Reading Reviews

So you’ve read your books, and if you did yesterday’s assignment, you’ve identified some of the main features of those books that would be used in adaptations of those books to screenplay form (if you didn’t do this, go read the previous post).

Now you should be thinking about the actual film adaptations of those novels. I’m assuming that most of you haven’t seen the films yet, but it’s okay either way. If you haven’t seen it, plan on getting ahold of it and viewing it sometime in the next week.

Today, I want everyone to go to That’s the Internet Movie Database, a very useful website when trying to find information about films. Type the name of your film into the top search bar. It’ll come up with a list of results; click on your film. Then, on the left hand column, under “Awards & Reviews” heading, click on “external reviews.” This will bring up a list of professionally written reviews of your film that were written for magazines, newspapers, and websites when that film was released.

Ready for your assignment?

1. Select three or four reviews of your film.
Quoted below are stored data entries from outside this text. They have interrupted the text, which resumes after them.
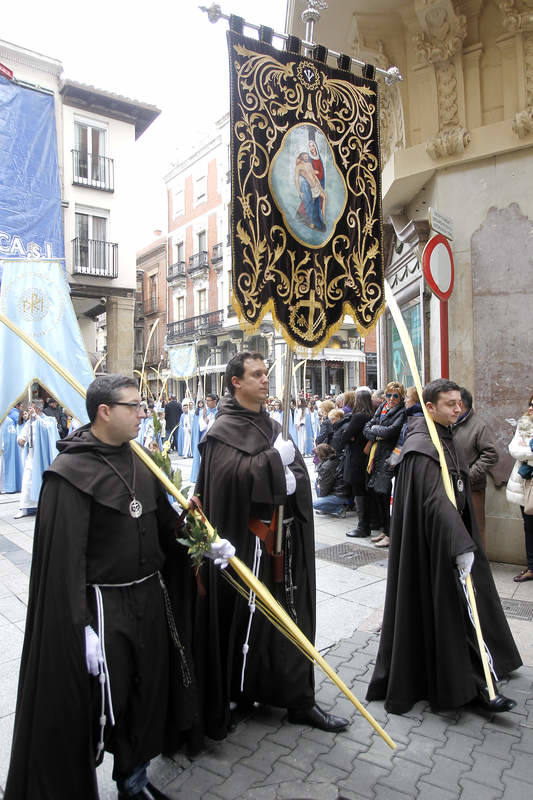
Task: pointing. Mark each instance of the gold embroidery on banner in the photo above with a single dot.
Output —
(315, 281)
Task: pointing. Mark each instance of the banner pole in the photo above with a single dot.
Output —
(285, 434)
(392, 75)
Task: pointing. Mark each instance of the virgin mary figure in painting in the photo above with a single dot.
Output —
(310, 182)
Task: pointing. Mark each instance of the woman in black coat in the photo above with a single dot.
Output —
(356, 460)
(383, 431)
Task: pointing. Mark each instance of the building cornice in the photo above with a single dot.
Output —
(29, 58)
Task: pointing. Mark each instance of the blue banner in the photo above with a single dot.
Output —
(31, 224)
(182, 361)
(35, 297)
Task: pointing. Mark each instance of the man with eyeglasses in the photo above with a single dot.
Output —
(428, 648)
(106, 663)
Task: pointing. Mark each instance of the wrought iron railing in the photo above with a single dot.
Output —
(94, 257)
(192, 325)
(150, 304)
(199, 261)
(176, 270)
(96, 172)
(218, 252)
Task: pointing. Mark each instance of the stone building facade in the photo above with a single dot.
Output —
(96, 133)
(456, 135)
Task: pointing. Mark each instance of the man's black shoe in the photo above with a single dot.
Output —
(148, 793)
(359, 533)
(496, 706)
(316, 718)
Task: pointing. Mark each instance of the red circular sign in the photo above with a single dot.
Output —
(437, 265)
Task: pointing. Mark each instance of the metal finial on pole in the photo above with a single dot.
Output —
(215, 13)
(311, 16)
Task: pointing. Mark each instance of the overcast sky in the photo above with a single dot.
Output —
(163, 52)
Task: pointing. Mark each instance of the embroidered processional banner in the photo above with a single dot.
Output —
(306, 193)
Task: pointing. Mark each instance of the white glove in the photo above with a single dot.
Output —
(93, 652)
(464, 563)
(220, 553)
(290, 480)
(286, 449)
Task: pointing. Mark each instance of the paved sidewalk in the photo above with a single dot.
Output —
(438, 756)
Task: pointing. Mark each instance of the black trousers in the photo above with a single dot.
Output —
(528, 530)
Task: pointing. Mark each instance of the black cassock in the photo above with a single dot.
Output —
(84, 534)
(241, 478)
(428, 649)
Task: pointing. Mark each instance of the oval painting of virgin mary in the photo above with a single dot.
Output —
(307, 185)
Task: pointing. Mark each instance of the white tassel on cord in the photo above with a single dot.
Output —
(251, 606)
(103, 676)
(471, 615)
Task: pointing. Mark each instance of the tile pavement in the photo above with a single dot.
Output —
(438, 756)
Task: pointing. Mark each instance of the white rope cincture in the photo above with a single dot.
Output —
(103, 675)
(251, 606)
(462, 578)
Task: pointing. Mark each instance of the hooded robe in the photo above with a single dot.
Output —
(242, 478)
(85, 534)
(428, 650)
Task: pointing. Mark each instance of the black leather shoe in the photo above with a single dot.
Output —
(148, 793)
(496, 706)
(316, 718)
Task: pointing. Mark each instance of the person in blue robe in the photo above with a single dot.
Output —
(38, 437)
(206, 419)
(13, 466)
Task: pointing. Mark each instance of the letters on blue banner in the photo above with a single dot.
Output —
(35, 297)
(31, 224)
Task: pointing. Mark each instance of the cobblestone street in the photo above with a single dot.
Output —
(438, 756)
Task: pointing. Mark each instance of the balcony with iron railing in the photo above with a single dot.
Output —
(218, 253)
(177, 270)
(199, 261)
(153, 356)
(94, 257)
(191, 325)
(150, 304)
(95, 172)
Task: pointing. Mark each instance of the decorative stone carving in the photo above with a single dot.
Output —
(443, 31)
(517, 15)
(523, 123)
(440, 43)
(392, 127)
(448, 143)
(447, 94)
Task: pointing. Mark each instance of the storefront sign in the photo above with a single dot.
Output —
(441, 224)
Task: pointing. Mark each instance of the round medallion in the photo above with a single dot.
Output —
(135, 508)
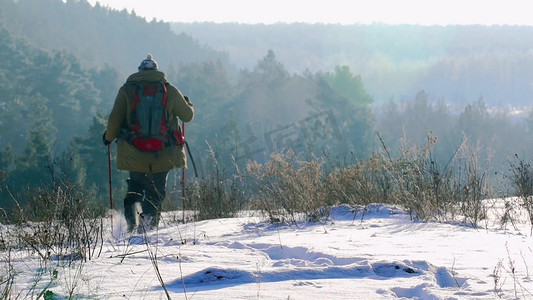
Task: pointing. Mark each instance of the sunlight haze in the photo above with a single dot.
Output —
(511, 12)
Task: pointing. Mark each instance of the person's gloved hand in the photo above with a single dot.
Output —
(106, 142)
(187, 100)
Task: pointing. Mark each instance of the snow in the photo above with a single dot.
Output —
(382, 254)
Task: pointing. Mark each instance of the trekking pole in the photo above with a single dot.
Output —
(110, 183)
(183, 199)
(192, 159)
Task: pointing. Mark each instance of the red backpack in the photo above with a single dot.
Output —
(149, 128)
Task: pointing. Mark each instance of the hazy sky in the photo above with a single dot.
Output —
(425, 12)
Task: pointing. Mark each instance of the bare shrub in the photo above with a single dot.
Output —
(287, 188)
(217, 195)
(417, 181)
(522, 179)
(59, 221)
(472, 184)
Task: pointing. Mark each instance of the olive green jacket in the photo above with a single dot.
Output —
(130, 158)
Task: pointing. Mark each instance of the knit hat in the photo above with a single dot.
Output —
(148, 64)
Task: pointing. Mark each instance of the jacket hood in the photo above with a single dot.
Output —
(147, 75)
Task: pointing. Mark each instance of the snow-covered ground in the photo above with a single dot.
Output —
(384, 255)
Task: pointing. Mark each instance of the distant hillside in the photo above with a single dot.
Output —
(99, 35)
(459, 64)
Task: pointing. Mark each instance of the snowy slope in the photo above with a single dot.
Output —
(384, 255)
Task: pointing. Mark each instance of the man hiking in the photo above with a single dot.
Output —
(145, 120)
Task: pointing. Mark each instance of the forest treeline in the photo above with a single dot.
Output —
(456, 63)
(64, 61)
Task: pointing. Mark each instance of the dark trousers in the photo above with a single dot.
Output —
(150, 191)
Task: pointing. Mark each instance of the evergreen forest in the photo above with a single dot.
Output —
(338, 93)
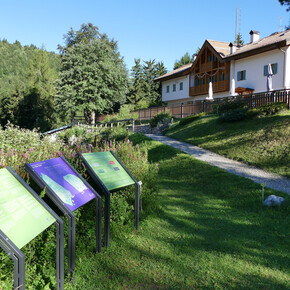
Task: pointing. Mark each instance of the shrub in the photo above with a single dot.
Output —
(191, 118)
(80, 135)
(42, 248)
(160, 118)
(254, 113)
(125, 112)
(14, 137)
(274, 108)
(230, 105)
(233, 115)
(269, 109)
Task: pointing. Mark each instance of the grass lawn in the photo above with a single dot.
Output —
(207, 230)
(261, 142)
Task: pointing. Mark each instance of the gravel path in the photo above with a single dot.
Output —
(271, 180)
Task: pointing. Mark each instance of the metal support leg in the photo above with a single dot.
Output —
(98, 224)
(71, 244)
(59, 255)
(19, 270)
(107, 219)
(18, 259)
(137, 204)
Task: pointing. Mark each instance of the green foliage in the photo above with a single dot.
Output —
(262, 142)
(125, 112)
(27, 76)
(80, 135)
(229, 105)
(40, 253)
(233, 115)
(143, 90)
(14, 137)
(269, 109)
(186, 59)
(160, 118)
(274, 108)
(191, 118)
(93, 78)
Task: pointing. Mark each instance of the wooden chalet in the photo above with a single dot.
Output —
(210, 66)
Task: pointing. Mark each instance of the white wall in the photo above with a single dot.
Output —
(178, 94)
(254, 66)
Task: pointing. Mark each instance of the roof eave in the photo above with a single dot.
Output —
(252, 52)
(173, 76)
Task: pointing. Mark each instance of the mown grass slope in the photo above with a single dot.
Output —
(208, 230)
(263, 142)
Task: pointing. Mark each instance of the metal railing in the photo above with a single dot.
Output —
(183, 110)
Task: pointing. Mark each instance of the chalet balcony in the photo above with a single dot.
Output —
(217, 87)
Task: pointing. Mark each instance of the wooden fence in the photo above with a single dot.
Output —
(184, 110)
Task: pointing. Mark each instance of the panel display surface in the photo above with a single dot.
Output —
(22, 217)
(64, 182)
(108, 169)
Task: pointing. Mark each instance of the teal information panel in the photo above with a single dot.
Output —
(22, 217)
(108, 169)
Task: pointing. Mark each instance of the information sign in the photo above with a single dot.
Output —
(108, 169)
(64, 182)
(19, 211)
(69, 191)
(110, 174)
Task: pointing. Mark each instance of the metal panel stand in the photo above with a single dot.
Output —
(71, 242)
(98, 224)
(107, 217)
(137, 203)
(59, 254)
(18, 259)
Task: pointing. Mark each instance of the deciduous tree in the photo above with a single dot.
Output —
(92, 80)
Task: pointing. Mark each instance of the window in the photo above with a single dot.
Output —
(241, 75)
(274, 69)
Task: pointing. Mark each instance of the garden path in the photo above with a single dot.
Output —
(271, 180)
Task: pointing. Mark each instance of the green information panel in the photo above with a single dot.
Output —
(22, 217)
(108, 169)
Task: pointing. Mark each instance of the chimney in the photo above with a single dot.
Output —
(255, 36)
(233, 47)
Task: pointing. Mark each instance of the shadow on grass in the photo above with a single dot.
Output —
(212, 130)
(225, 212)
(210, 232)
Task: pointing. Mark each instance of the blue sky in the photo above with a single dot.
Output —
(161, 29)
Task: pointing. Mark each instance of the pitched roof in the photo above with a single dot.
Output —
(181, 71)
(221, 47)
(275, 40)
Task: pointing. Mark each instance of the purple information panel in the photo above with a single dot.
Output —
(63, 182)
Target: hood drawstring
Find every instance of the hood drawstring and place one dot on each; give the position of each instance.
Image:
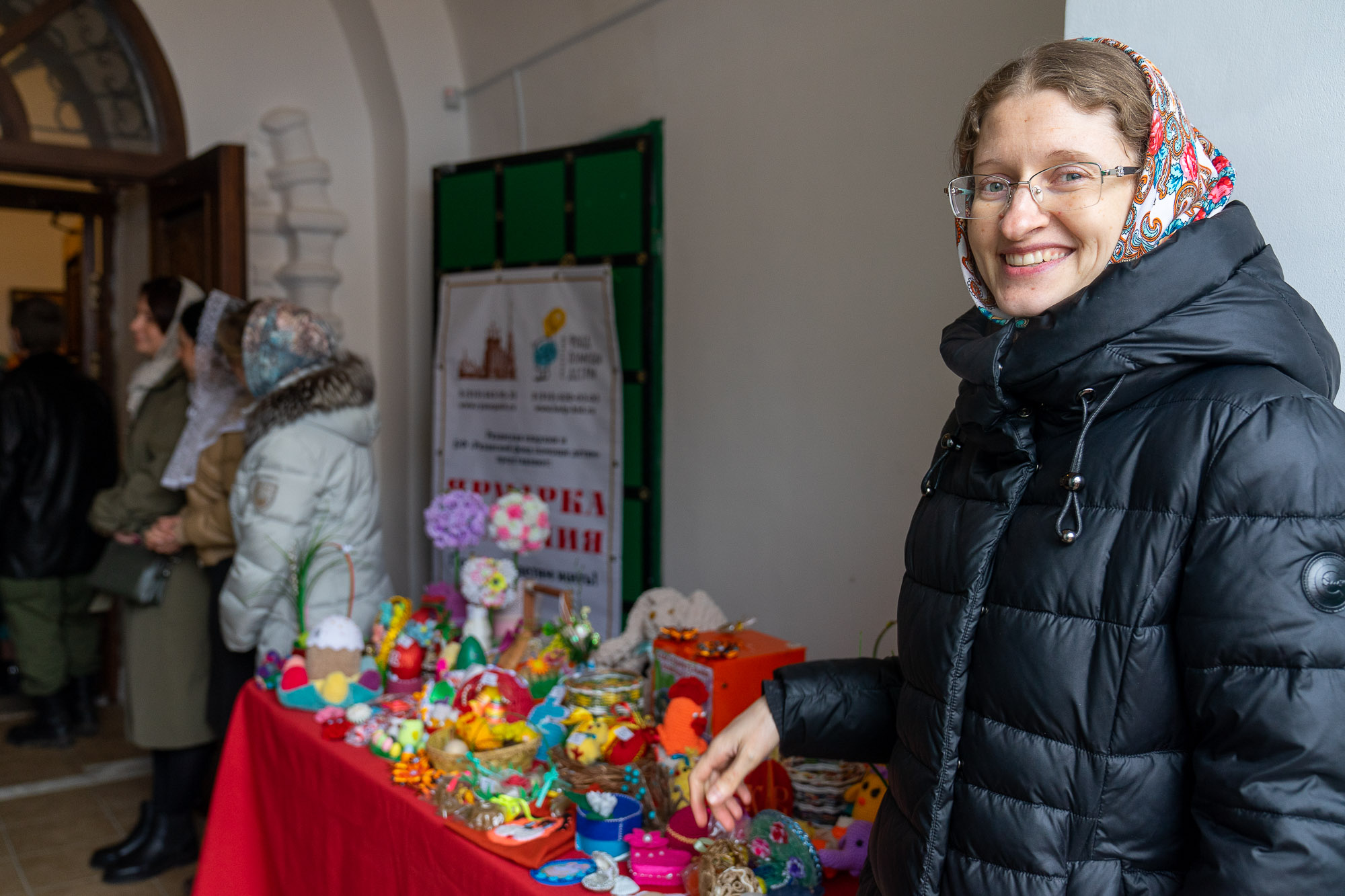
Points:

Make sure you get each reviewer’s name, the title of the review, the publication it was written for, and the date of publication.

2. For each review, summarize the strengths and weaknesses of the film according to that reviewer in a couple of paragraphs. Be specific, quote briefly if you must, but put the arguments of each reviewer into your own words.

For those students who want to distinguish themselves from the pack and ensure a better grade on the assignment, synthesize all the reviews into one continuous, well-written overview of 4-5 good paragraphs. Students who do this well will earn an A on the assignment.

You’ve got an extra day for this one. Work on selecting and reading the reviews, and beginning to summarize them today. You’ll have more time to write on Wednesday.